La mattina seguente vengo invitata da Italo a visitare il suo studio e mi ritrovo improvvisamente catapultata da una dimensione domestica, più intima, ad una artistico-professionale, assolutamente entusiasmante. Appena varcato il portone, decorato con elementi in metallo e vetro colorato retroilluminati, memori di altri numerosi progetti, vengo letteralmente investita dal caratteristico odore dei colori ad olio misto a quello di trielina, in grado di riportarmi alla mente nottate liceali passate a dipingere. Lo studio è saturo di dipinti aventi molteplici soggetti e dimensioni che giacciono appoggiati alle pareti della stanza. L’ambiente è abbastanza alto da permettere la realizzazione di un soppalco in legno e ferro sul quale intravedo la presenza di ulteriori lavori. I barattoli di colore sono disposti ordinatamente su due tavoli, pennelli e spatole sono correttamente immersi in recipienti pieni di trielina. Italo mi mostra le sue ultime realizzazioni, la maggior parte delle quali dedicate alla figura di Cristo che l’artista sente molto vicina in questo particolare momento della sua vita: essa viene affrontata partendo da immagini più figurative per evolversi verso composizioni maggiormente astratte e dal forte potere evocativo, attraverso le quali mostra tutto il potenziale del linguaggio artistico nel quale crede fortemente.

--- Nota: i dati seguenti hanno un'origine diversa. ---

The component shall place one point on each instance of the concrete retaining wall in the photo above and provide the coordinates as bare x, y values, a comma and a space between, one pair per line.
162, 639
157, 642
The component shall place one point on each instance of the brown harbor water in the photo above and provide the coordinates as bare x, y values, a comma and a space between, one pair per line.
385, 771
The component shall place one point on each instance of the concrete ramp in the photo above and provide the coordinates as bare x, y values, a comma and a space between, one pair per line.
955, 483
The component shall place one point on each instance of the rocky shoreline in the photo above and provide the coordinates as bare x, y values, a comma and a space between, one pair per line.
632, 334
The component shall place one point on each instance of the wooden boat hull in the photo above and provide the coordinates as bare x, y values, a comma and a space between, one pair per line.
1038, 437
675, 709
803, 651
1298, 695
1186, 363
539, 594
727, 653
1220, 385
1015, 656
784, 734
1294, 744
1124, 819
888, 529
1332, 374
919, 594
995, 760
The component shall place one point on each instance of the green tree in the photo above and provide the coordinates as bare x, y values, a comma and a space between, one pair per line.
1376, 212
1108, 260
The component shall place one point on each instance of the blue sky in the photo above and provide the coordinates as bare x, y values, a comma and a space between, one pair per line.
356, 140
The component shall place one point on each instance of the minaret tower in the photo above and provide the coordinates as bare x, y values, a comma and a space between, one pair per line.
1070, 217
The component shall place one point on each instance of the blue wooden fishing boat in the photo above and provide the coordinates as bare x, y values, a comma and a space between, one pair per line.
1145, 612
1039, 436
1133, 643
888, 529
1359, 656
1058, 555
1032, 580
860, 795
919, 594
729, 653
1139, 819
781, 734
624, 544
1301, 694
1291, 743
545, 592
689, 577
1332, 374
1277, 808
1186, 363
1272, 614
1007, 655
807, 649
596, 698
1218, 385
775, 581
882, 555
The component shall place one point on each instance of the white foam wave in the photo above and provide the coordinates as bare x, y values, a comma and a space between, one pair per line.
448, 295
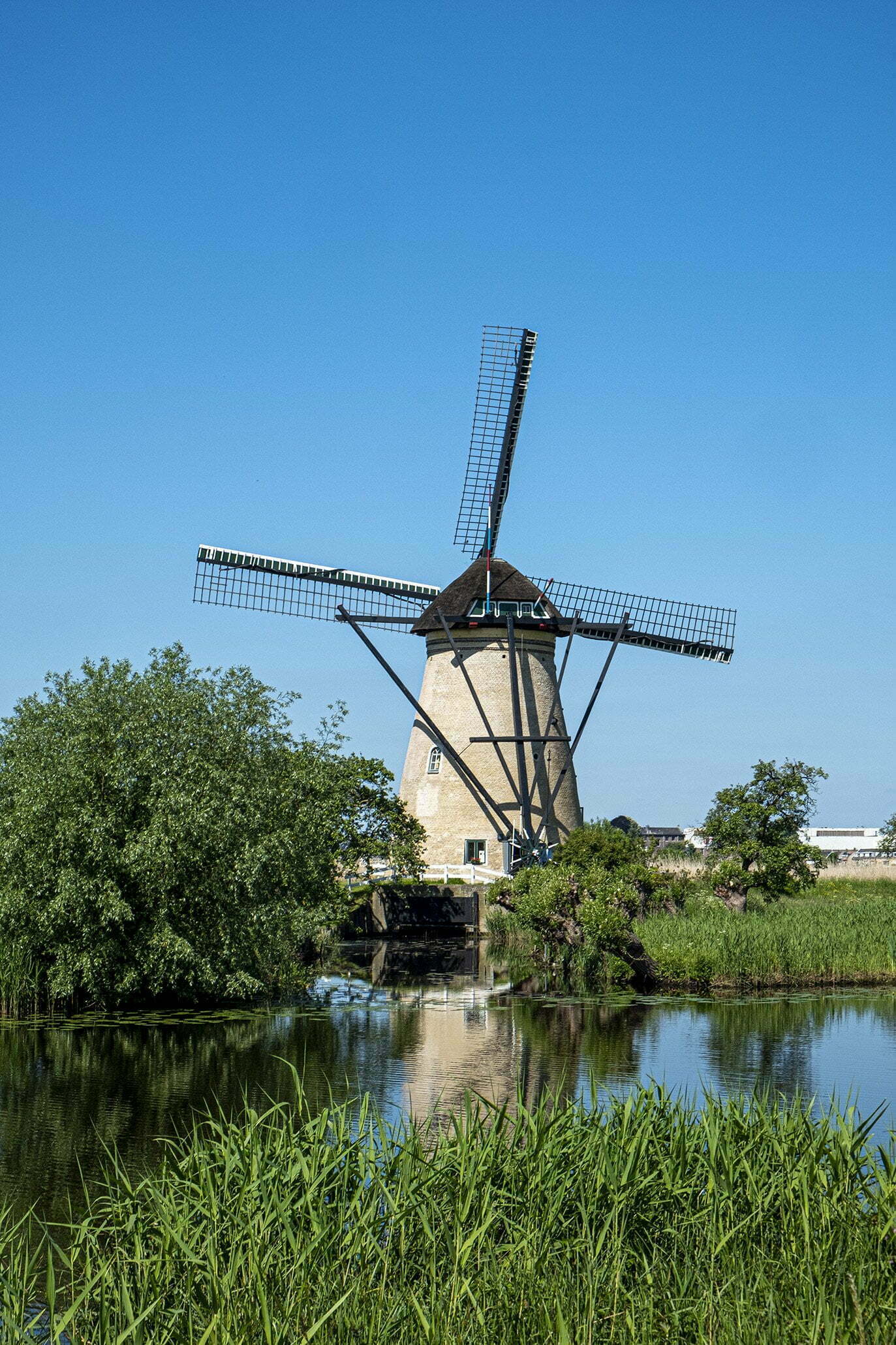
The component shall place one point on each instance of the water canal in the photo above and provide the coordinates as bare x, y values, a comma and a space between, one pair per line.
416, 1025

Piacevolissima anche la passeggiata nel centro storico di Prato, durante la quale ho scoperto un grande interesse da parte del maestro elbano per la storia medievale e in particolare per le vicende dell’imperatore Federico II.
Un personaggio, Bolano, oltremodo eclettico, le cui conoscenze e curiosità non si fermano alle Avanguardie di primo Novecento o alla storia elbana come si potrebbe evincere da ciò che viene spesso raccontato.
Nel pomeriggio, durante il viaggio di ritorno, ho ripercorso le ventiquattro ore passate a Prato e le sensazioni che alcune parole di Italo mi hanno regalato: il consiglio più prezioso che ho ricevuto è stato quello di non smettere mai di viaggiare e di alimentare la mia passione per l’arte, mantenendo così una continua sete di ricerca. “Solo allontanandosi periodicamente dall’Isola si può apprezzare al proprio ritorno quanto essa sia in grado di offrire” è stata una delle frasi pronunciate poco prima di salutarmi.